83rd Annual

Wednesday, 12 February 2003: 4:45 PM
Boundary layer evolution over Philadelphia, PA during the 1999 NARSTO-NE-OPS project: comparison of observations and modeling results
Kevin L. Civerolo, New York State Department of Environmental Conservation, Albany, NY; and J. Y. Ku, B. G. Doddridge, R. D. Clark, and G. Sistla
Poster PDF (243.0 kB)
The evolution and structure of the planetary boundary layer (PBL) are critical to understanding the formation and fates of ozone (O3), particulate matter (PM), regional haze, and respective precursors. As part of the NE-OPS 1999 field campaign, vertical profiles of temperature, humidity, and trace chemical species were made from an instrumented light aircraft at several locations in the US Mid-Atlantic region during July and August.

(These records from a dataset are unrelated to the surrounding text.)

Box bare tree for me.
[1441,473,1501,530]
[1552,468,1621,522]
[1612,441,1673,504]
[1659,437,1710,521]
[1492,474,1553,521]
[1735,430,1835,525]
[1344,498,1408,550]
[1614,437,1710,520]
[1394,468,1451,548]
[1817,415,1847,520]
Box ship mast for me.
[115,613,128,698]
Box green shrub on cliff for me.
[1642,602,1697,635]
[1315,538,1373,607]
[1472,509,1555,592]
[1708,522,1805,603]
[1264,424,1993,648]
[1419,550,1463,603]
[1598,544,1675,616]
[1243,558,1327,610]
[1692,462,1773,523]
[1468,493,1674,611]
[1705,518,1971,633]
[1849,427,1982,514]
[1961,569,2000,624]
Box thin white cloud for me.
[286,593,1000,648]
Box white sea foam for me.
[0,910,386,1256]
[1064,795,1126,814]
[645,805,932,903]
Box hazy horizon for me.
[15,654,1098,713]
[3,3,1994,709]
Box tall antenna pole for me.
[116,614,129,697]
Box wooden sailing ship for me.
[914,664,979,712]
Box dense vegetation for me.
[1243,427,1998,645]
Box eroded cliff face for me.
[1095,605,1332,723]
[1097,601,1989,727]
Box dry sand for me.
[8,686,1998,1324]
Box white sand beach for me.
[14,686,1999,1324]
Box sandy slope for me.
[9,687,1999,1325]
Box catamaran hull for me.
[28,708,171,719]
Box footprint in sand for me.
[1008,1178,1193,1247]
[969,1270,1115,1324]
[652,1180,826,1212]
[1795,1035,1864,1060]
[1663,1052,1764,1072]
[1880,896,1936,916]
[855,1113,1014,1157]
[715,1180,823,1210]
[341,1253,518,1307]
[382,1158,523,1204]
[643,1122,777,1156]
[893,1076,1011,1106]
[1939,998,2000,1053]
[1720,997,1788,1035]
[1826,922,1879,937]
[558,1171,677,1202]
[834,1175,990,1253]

Temperature and humidity profiles were also obtained from a tethered balloon and radiosondes launched at the core surface site, the Baxter Water Treatment Plant. The meteorological observations and PBL height estimates were then compared with the results from two model simulations using the Fifth-Generation Penn State University/NCAR Mesoscale Model (MM5 Version 3.3). The MM5 domain covered much of the eastern US with a horizontal grid resolution of 12 km, for the period July 1 August 3. In one MM5 simulation, we used the Blackadar PBL scheme, while in the other we used the Gayno-Seaman PBL scheme. Both PBL schemes are commonly used in conjunction with photochemical models to simulate concentrations of O3 and PM. We focus on comparing the PBL heights and vertical profiles of temperature and specific humidity, to investigate the differences in the PBL evolution between these two schemes. Substantial differences between the two model simulations occurred within the lowest 2-3 km of the atmosphere, which are expected to impact such photochemical predictions. While the model tends to predict afternoon mixing heights fairly well, it also tends to fail at night and during the morning evolution. Hence, while the model may be useful in hindcasting weather associated with O3/PM/haze, improvements are needed during the nighttime (nocturnal inversions, low-level jet development) and morning hours (PBL growth and entrainment dynamics).